Технический и технологический фетишизм в наши дни отнюдь не редкость. Им сильно заражена техническая интеллигенция, он проникает в сферу хозяйственной и политической элиты. Техницизм, связанный с абсолютизацией техники, утверждает ее автономность и самодостаточность, полагает, что можно решить любые социальные коллизии, минуя человека как активного субъекта истории, пренебрегая характером наличных общественных отношений.

Техника демонична, мир – это «мегамашина» – таковы исходные тезисы техницизма как образа мыслей, согласия с самоподчинением технике.

Нам должна быть чужда технологическая мифология, стремление все и вся «машинизировать». Человек и человечество – это не машина, не техническая система. Не человечество технично, а техника человечна. Она воплощает и выражает в себе то, что извлечено человечеством из мира, то, что утверждает в мире его собственную мощь и разум.

Конечно, утверждение на планете техносферы, возникновение «окультуренной» природы, несущей на себе печать ума и воли людей, не могут не порождать новых острых проблем. Сейчас уже становится ясным, что приспособление человека к той среде, которую он приспособил к своему образу жизнедеятельности, весьма непростой процесс. Стремительное развитие техносферы опережает эволюционно сложившиеся приспособительные, адаптивные возможности человека. Затруднения в состыковании психофизиологических потенций человека с требованиями современной техники и технологии зафиксированы повсеместно, теоретически и практически.

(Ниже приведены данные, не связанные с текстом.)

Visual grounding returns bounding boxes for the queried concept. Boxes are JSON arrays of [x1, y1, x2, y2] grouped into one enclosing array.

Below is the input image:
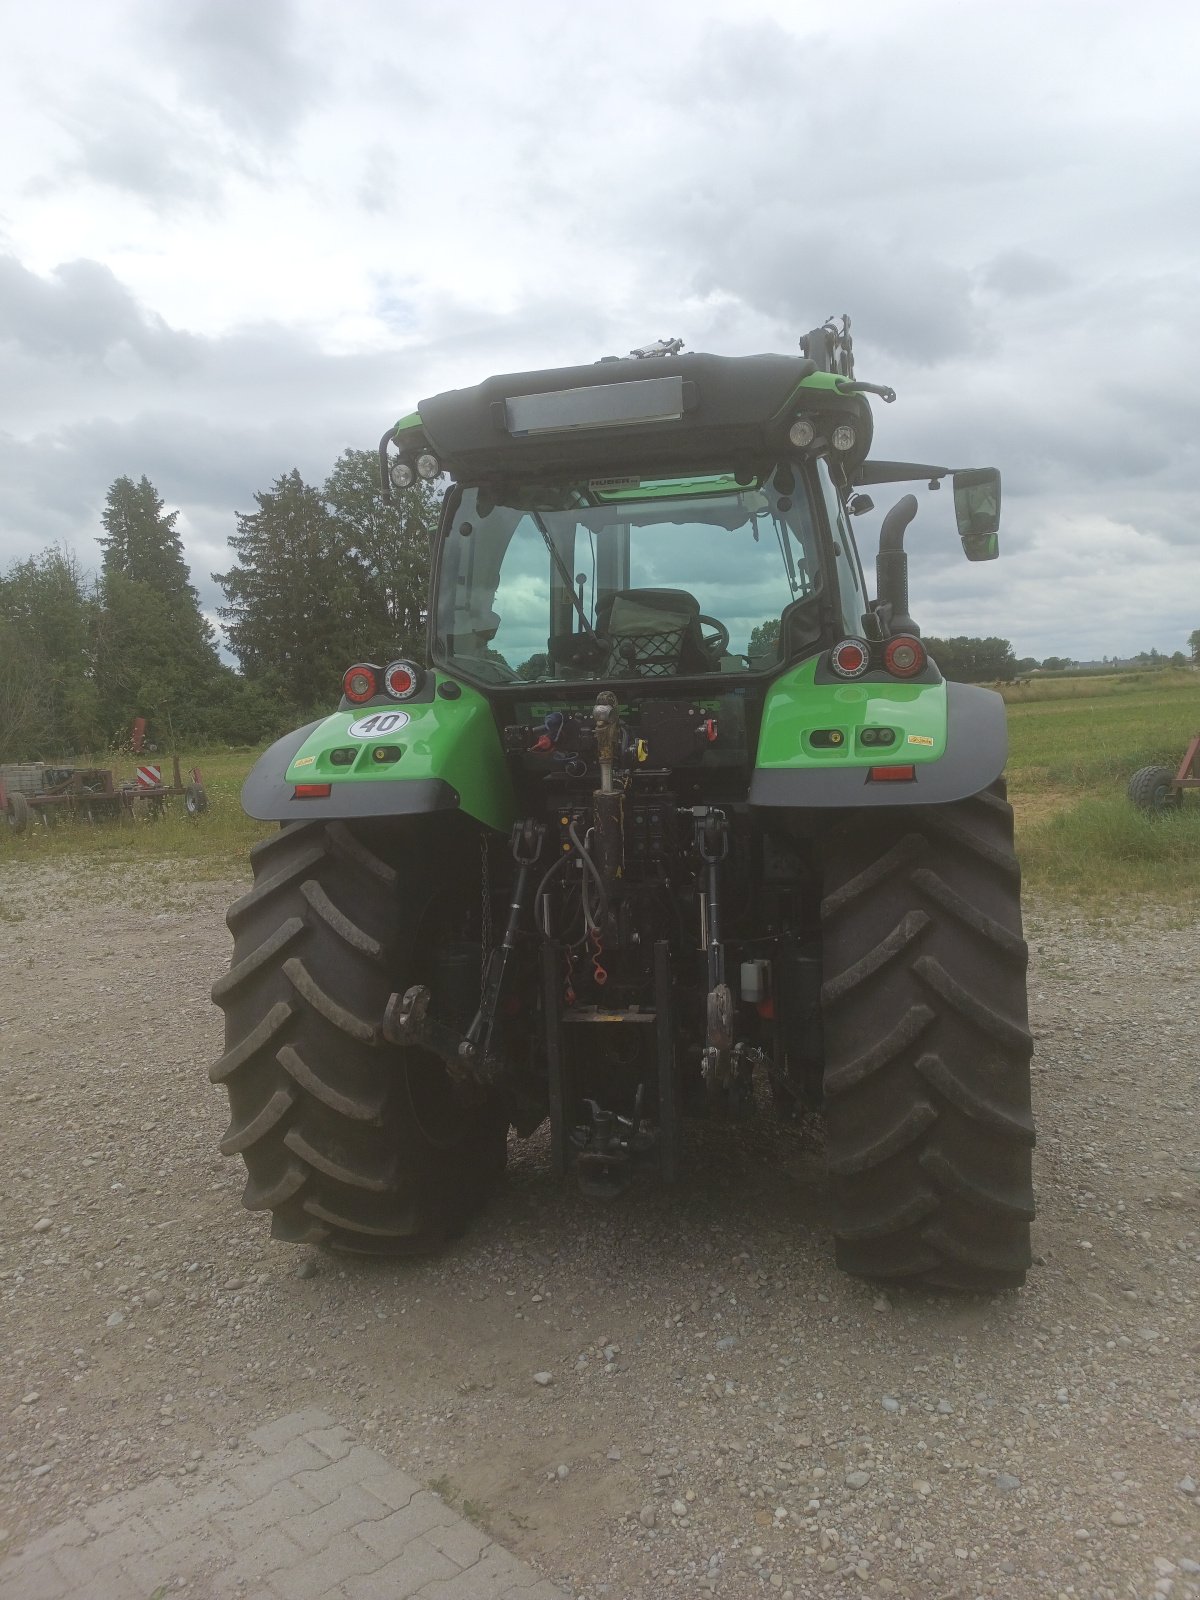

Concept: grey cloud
[[0, 255, 196, 370], [151, 0, 326, 147], [980, 251, 1072, 299], [41, 83, 233, 210]]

Забывать этого нельзя.

Развитие техники, как отмечалось в мировой философии (Ж. Эллюль) подчас порождает ситуацию абсурда. Так, например, стремительное распространение коммуникационных технических сетей (телефон, радиотелефон, компьютерные сети) опережает возможность их значимого и ответственного наполнения. Могучие технические средства распространяют банальности, забиваются мелочной, пустой, бессодержательной информацией. Многие технические инновации (изобретения, конструкторские разработки) подчас опережают свое время, оказываются экономически невыгодными. Массовое количество технических приспособлений, их внедрение в производство и быт опережают интеллектуальный (и особенно нравственный) уровень массового сознания. Возникает необходимость включения в технические системы ограничителей, обеспечивающих безопасность, того, что англичане называют «фул пруф» (защита от дурака). Забитость техникой всего потока жизни умножает катастрофы, аварии, трагические происшествия.

И все же технический прогресс при всей его жесткости неостановим. И если где-либо можно говорить о видимом действительном прогрессе (восхождении от простого к сложному, от низшего к высшему), то это в области роста и развития техники.